Une marque (de fabrique) !

Si, comme pour Boris Cyrulnik que nous avions accueilli de façon prémonitoire en 2017 pour les 30 ans de l’ISFB, « la résilience est la capacité d’un groupe à continuer à se projeter dans l’avenir en dépit d’événements déstabilisants, de conditions de vie difficiles, de traumatismes sévères », alors oui, je puis l’affirmer, l’ISFB  fait preuve d’une très grande résilience depuis 2012, date à laquelle j’ai repris sa direction. Durant ces 10 ans et plus particulièrement au cours de cette deuxième année de pandémie, cela a même été sa marque de fabrique.

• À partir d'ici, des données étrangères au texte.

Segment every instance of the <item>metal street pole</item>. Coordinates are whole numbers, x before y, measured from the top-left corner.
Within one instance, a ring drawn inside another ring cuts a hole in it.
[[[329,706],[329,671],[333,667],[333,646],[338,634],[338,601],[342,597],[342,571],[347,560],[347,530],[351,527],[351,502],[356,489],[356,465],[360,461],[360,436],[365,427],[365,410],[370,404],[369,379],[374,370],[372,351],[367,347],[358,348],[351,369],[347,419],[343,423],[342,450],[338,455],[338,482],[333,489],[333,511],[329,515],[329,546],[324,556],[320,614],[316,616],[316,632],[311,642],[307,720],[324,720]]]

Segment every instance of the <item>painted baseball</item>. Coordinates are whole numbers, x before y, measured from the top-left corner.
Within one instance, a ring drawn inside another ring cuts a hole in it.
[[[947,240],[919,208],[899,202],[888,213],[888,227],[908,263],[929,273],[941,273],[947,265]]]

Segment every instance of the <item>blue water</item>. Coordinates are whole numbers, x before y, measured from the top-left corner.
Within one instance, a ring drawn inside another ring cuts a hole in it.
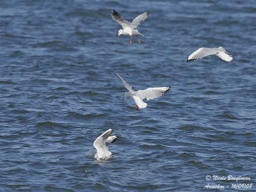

En puisant dans ses ressources propres, mais aussi dans son réseau, dans son collectif et dans le sens donné à l’action, l’Institut a maintenu le cap « quoi qu’il en coûte » et même réalisé à nouveau une très grande année sur le plan des résultats. L’écosystème ISFB a pu ainsi continuer d’assurer sa mission de jardinier des compétences bancaires au sein de la place financière romande.

Qu’il me soit permis ici d’en remercier tous ces acteurs (collaborateurs, formateurs, partenaires) et de leur rendre hommage qu’il s’agisse des derniers arrivés ou de ceux sur qui l’ISFB compte depuis longtemps.

Mais pour tous, le prix payé a été lourd tant au niveau physique que mental. Au fur et à mesure que 2021 avançait, la fatigue a fini par se faire sentir. Soumis à des changements incessants de protocoles sanitaires relatifs tant à l’accueil des étudiants (fermeture, ouverture, jauge, 2G, 2G+…) qu’à l’organisation du travail au sein de l’ISFB (télétravail, masque, condamnation des espaces de convivialité, distance à respecter), l’équipe de l’ISFB a souffert et nous avons malheureusement enregistré plusieurs départs alors que depuis 2013, nous avions été un exemple de stabilité en ce domaine. Devant la détérioration de notre environnement, ceux qui sont restés ont serré les dents et les coudes continuant jour après jour à faire preuve de courage, d’abnégation et de solidarité. 2022 a commencé dans l’euphorie de la levée des mesures sanitaires et notamment l’abandon du masque. Mais hélas, également dans le fracas d’une guerre en Europe qu’on croyait impossible.

Cette année sera donc résolument pour l’ISFB celle de la régénérescence des ressources tant au niveau logistique qu’au niveau du capital humain afin de rester une fois encore et longtemps… résilient !

Au moment de vous solliciter dans le cadre de l’Assemblée générale 2022 de notre association, il m’apparaissait utile de vous préciser l’excellente santé de l’ISFB et son extraordinaire capacité de résilience et de régénérescence.

Merci à vous tous pour votre soutien sans lequel nous n’existerions pas.